Saya memulai hidup ini dengan menulis puisi dan cerita pendek, kemudian jadi wartawan, jadi pengelola media massa, jadi creative writer untuk biro iklan, jadi konsultan media massa, dan jadi pengelola data center untuk riset berbasis media massa. Saya akan terus bekerja dan berkarya dengan sesungguh hati, sampai helaan nafas terakhir. Karena menurut saya, dengan bekerja, harga diri saya terjaga, saya bisa berbagi dengan orang lain, dan semua itu membuat hidup ini jadi terasa lebih berarti.
Perpres Publisher Rights. Ini regulasi baru di industri pers Indonesia. Peraturan Presiden (Perpres) Nomor 32 Tahun 2024 tersebut, memuat tentang Tanggung Jawab Perusahaan Platform Digital Global untuk Mendukung Jurnalisme Berkualitas. Bagaimana mengeksekusinya?
Tragedi Pers Indonesia
Sekitar 75 persen porsi periklanan di Indonesia, telah disedot oleh Platform Digital Global. Hal itu diungkapkan Ketua Dewan Pers, Ninik Rahayu, dalam acara puncak peringatan Hari Pers Nasional di Ancol, Jakarta Utara, pada Selasa, 20 Februari 2024 lalu.
Platform Digital Global yang dimaksud, antara lain, Google, Facebook, YouTube, Instagram, TikTok, dan X (dulu Twitter). Jajaran media digital tersebut, dikenal publik sebagai media sosial. Raihan sekitar 75 persen porsi periklanan di Indonesia, tentu tidak terjadi dengan tiba-tiba.
Dalam tiga tahun terakhir, media sosial yang menjadi bagian dari jajaran Platform Digital Global itu, telah berhasil merenggut perhatian sebagian besar masyarakat Indonesia. Media-media tersebut, telah menjadi sumber informasi utama masyarakat Indonesia. Setidaknya, dalam tiga tahun terakhir.

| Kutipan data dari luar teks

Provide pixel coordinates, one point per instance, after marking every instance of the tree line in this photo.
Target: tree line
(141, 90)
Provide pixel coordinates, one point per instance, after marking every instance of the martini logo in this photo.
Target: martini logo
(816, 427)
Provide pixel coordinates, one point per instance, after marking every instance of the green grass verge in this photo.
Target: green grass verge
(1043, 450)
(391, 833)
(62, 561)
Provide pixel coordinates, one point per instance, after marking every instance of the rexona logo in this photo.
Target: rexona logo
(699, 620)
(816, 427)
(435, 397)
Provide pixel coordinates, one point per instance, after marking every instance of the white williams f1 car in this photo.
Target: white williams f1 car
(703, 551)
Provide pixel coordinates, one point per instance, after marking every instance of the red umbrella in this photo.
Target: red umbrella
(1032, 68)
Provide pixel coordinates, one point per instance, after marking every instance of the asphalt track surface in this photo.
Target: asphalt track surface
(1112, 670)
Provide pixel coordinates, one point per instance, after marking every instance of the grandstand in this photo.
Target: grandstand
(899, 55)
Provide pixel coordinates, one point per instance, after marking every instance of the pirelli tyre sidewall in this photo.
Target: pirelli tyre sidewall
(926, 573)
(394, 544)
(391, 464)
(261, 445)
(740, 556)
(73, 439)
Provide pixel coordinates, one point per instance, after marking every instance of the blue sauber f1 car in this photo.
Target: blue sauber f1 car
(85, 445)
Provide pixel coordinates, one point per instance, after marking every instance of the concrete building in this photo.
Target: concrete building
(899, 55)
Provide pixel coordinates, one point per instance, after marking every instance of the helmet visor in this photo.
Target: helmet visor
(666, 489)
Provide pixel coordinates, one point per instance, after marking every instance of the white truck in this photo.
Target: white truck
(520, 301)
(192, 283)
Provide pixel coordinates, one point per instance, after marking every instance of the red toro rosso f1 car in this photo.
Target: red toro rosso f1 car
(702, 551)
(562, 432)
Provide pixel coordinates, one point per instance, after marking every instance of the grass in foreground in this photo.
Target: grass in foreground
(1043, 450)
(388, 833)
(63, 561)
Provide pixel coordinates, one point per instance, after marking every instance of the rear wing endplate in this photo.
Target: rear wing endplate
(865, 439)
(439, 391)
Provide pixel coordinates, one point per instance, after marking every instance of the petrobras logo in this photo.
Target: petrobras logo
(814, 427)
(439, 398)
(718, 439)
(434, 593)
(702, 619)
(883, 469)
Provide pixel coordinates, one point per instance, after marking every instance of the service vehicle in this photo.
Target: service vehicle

Hal itu terungkap dalam laporan survei kolaborasi Kementerian Komunikasi dan Informatika (Kemenkominfo) bersama Katadata Insight Center (KIC), bertajuk Status Literasi Digital di Indonesia 2022. Ada 72,6 persen responden pada tahun 2022, yang menggunakan media sosial sebagai sumber informasi utama mereka.
Itu merupakan persentase terbesar, yang porsinya melampaui media Pers Indonesia lainnya, seperti televisi, situs berita online, media cetak seperti koran dan majalah, maupun situs pemerintah. Penguasaan terhadap masyarakat Indonesia yang demikian besar, dengan sendirinya menjadikan Platform Digital Global tersebut sebagai magnet yang sekaligus menyedot kue periklanan.
Dengan demikian, Pers Indonesia menjadi kerdil, ketika berhadapan dengan Platform Digital Global. Minim audience, minim pula pendapatan iklan. Tragedi yang demikian, bukan hanya dialami oleh Pers Indonesia. Tapi, juga oleh perusahaan penerbitan pers di negara-negara lain. Jajaran pers di Uni Eropa, misalnya, sudah lebih dulu bereaksi serta sudah bergerak secara strategis menghadapi Platform Digital Global.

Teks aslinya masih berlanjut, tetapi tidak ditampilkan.